To był kolejny horror, ale znowu zakończony happy endem. Polscy siatkarze po pasjonującym, pełnym zwrotów akcji boju wygrali w półfinale mistrzostw świata z Brazylią 3:2. Pierwszą partię minimalnie wygrali Brazylijczycy. Dwie kolejne padły łupem Polaków. Czwarta partia była przez długi czas wyrównana, ale Brazylijczycy odjechali i doprowadzili do tie-breaka. W nim "Biało-Czerwoni" roztrwonili prowadzenie 7:4, ale wytrzymali ciśnienie i odnieśli wielkie zwycięstwo.
Brazylijczycy po raz pierwszy od 1998 roku nie zagrają w finale mistrzostw świata. Wówczas zajęli 4. miejsce. Aktualny mundial jest więc ich najgorszym w XXI wieku. Trzy razy wygrywali (2002, 2006, 2010), a dwa razy przegrywali w finale z Polską (2014, 2018). teraz zagrają o brąz ze Słowenią. Z tego względu dziennikarze do określenia Polski użyli takich słów jak "dręczyciel", "kat".
"Dla Brazylii brąz byłby bezprecedensowy. Drużyna dotarła do półfinału mistrzostw świata 11 razy w ostatnich 12 edycjach.

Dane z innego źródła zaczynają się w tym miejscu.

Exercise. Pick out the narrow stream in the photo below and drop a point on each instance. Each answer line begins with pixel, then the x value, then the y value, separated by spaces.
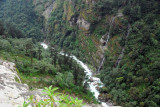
pixel 107 39
pixel 94 81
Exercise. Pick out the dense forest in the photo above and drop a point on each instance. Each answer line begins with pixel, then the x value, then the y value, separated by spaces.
pixel 125 33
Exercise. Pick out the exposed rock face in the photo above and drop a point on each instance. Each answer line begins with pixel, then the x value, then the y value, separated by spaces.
pixel 10 90
pixel 12 93
pixel 48 11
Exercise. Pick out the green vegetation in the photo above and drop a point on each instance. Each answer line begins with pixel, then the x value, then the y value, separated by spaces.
pixel 38 67
pixel 20 15
pixel 49 100
pixel 135 81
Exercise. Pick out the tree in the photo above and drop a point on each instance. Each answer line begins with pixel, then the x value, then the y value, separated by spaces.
pixel 39 52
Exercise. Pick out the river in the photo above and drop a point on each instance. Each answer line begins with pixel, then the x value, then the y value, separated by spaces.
pixel 94 83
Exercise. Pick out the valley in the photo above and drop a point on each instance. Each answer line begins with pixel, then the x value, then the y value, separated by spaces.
pixel 104 52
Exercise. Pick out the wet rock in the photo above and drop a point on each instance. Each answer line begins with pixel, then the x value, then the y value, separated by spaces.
pixel 102 97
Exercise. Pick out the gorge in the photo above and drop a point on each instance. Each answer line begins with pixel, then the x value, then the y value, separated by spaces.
pixel 115 43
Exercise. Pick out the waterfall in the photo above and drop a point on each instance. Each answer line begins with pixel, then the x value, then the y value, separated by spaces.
pixel 123 49
pixel 107 39
pixel 94 81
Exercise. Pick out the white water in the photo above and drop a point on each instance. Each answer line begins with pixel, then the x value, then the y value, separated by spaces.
pixel 94 81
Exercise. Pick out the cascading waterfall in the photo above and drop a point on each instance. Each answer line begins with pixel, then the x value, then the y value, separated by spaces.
pixel 107 39
pixel 123 49
pixel 94 82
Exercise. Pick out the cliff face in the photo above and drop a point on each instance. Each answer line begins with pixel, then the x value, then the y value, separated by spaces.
pixel 83 26
pixel 13 93
pixel 10 90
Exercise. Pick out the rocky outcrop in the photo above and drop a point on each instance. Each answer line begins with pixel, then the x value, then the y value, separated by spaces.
pixel 13 93
pixel 48 11
pixel 83 24
pixel 10 90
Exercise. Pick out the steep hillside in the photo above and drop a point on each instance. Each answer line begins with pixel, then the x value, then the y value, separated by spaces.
pixel 20 14
pixel 120 35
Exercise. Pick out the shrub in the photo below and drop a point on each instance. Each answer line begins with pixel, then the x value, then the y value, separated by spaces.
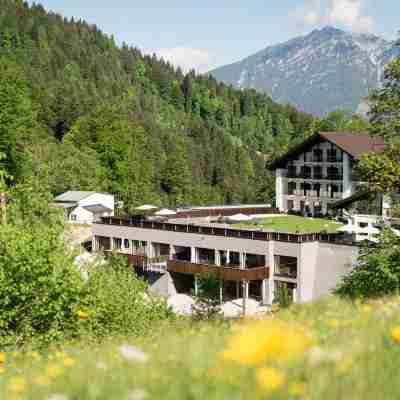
pixel 42 295
pixel 378 270
pixel 116 301
pixel 207 303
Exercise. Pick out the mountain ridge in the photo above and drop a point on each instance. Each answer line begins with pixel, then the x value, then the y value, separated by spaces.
pixel 320 72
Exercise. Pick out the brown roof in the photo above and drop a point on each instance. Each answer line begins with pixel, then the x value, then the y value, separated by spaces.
pixel 354 144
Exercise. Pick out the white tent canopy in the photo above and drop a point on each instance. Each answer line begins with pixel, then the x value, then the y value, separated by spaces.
pixel 165 212
pixel 146 207
pixel 239 218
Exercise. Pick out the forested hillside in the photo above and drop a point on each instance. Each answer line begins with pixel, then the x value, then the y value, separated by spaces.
pixel 79 112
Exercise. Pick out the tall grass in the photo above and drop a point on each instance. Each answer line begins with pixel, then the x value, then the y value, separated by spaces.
pixel 347 351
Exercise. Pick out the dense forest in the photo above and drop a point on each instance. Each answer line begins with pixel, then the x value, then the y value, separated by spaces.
pixel 79 112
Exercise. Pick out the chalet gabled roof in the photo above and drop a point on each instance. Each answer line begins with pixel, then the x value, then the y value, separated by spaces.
pixel 72 196
pixel 354 144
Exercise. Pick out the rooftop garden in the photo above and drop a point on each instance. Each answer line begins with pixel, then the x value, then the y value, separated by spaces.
pixel 292 224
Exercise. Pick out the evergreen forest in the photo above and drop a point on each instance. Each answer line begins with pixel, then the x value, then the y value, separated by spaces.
pixel 80 112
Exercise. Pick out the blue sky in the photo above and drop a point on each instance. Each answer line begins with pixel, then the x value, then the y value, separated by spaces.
pixel 204 34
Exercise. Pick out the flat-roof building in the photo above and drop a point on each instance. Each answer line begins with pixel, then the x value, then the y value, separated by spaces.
pixel 321 171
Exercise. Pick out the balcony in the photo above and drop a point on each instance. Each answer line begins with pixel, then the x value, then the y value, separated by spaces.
pixel 222 273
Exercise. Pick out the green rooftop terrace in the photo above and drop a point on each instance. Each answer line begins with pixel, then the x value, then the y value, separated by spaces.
pixel 292 224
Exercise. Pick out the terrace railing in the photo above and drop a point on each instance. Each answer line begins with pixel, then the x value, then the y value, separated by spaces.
pixel 337 238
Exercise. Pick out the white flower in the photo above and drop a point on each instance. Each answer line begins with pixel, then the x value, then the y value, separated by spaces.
pixel 133 353
pixel 57 396
pixel 138 394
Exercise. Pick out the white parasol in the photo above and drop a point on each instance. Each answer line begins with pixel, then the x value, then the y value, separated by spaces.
pixel 146 207
pixel 165 212
pixel 239 218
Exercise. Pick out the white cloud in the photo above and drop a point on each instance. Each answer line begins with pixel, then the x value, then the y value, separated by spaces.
pixel 309 14
pixel 348 14
pixel 188 58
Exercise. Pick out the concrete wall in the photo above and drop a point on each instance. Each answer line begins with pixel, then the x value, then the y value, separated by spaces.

Sześciokrotnie przeszła do finału, zdobywając trzy złote i trzy srebrne medale" – przypomina brazylijski "UOL Esporte". Większość brazylijskich mediów zaznacza, że Brazylijczycy po raz pierwszy od 24 lat nie zagrają w finale mundialu. "UOL" przypomina jednak, że wyniku tego nie można uznawać też za porażkę.
"Turniej pokazuje, że Brazylia po raz kolejny walczy na szczycie, choć nie o złoto. Istniały poważne wątpliwości, czy reprezentacja zajdzie tak daleko, po porażce w ćwierćfinale w Lidze Narodów i zajęciu tylko czwartego miejsca na igrzyskach w Tokio. Odpadli po zderzeniu z wielkim faworytem do złota" – dodano.
Nie zabrakło też pochwał i uznania dla polskich siatkarzy. "Brazylia miała wspaniałe momenty w grze, ale potem nie mogła się oprzeć zorganizowanej i odważnej Polsce. Polacy mieli wielkość zespołu. Oprócz dobrego występu libero Zatorskiego, w ofensywie dobrze zagrali Kurek, Śliwka i Semeniuk i zapewnili sobie miejsce w finale" – pisze "Globo". Natomiast serwis "OTD" dodaje: "Kurek i Semeniuk prawie w pojedynkę wygrali dwa sety. Pierwszy zdobył 24 punkty, a drugi 23. Śliwka pomógł kolejnymi 19 punktami. To oni dowodzili Polską".
Finał mistrzostw świata odbędzie się już w niedzielę w Katowicach. Rywalami Polaków będą aktualni mistrzowie Europy, czyli Włosi. W drugim półfinale pokonali oni Słoweńców 3:0.